In contrast with this cautious signal from the Leading Index Westpac is expecting strong above trend growth in 2022. This is largely due to the aftermath of the extraordinary emergency policy measures from both the fiscal and monetary authorities during 2020 and 2021.
Australian households have accumulated around $250 billion in excess savings while their current savings rate, at 13.6%, is well above the ‘normal’ savings rate of around 6%. As households move that savings rate down to more normal levels, considerable spending power will be freed up.
While we expect households to be careful with their accumulated excess savings, the fall in the savings rate and solid disposable income growth will support very strong consumer spending. Not surprisingly, the Leading Index is likely to be understating the delayed impacts of these extraordinary emergency policies.
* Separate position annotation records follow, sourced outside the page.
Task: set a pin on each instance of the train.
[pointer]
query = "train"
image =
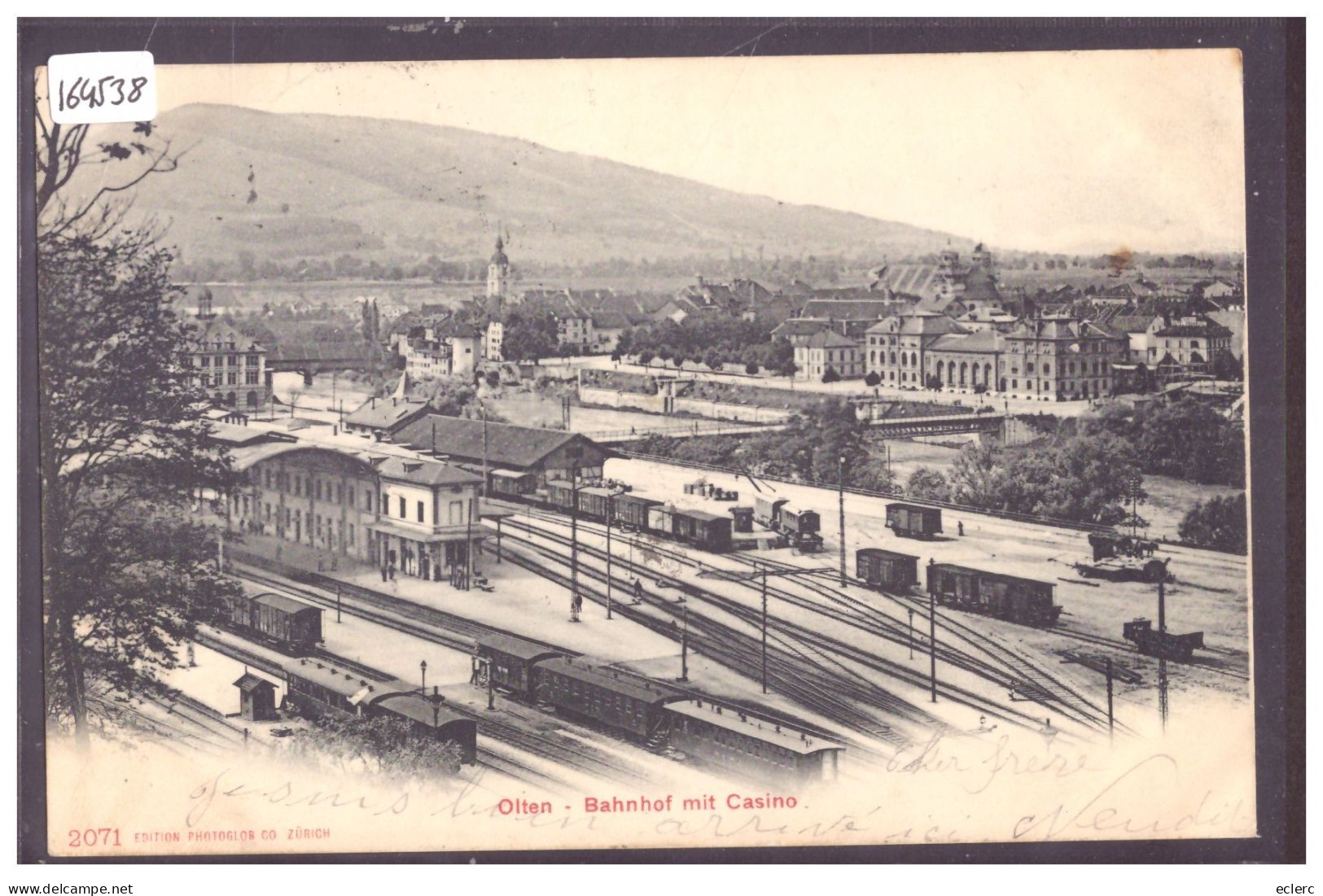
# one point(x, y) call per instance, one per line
point(655, 714)
point(1014, 599)
point(887, 570)
point(913, 521)
point(318, 688)
point(1122, 558)
point(634, 512)
point(286, 624)
point(800, 527)
point(1162, 644)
While still negative, the Index growth rate has lifted from –0.54% in September 2021 – when the two major eastern states were still in delta lockdowns – to –0.25% in February 2022. The 0.29ppt improvement has been driven by: a widening yield spread (+0.51ppts); a continued recovery in US industrial production (+0.18pts); and improved labour market conditions, hours worked and the Westpac-MI Unemployment Expectations Index adding a further 0.24ppts on a combined basis (despite a sharp drop in hours worked in the most recent month).
This was partially offset by considerable drags from equity markets (–0.29ppts), dwelling approvals (–0.27ppts) and commodity prices (measured in AUD terms, –0.13ppts). Note that the surge in commodity prices seen since Russia’s invasion of Ukraine has yet to be reflected in the Leading Index. This will be captured with the March update.
The Reserve Bank Board next meets on April 5. The Minutes from the March Board meeting emphasised the Board’s patient approach while noting the slow recovery in wages growth.
Such commentary effectively rules out a move at the April meeting.
We expect that the Board would be disposed to the standard protocol of adopting a clear policy bias prior to adjusting the policy rate.
After digesting a substantial lift in inflation in the March quarter on April 27 and further progress on wages growth which will be announced on May18 we expect the Board will move to a tightening bias over June and July prior to raising the cash rate by 0.15% on August 2.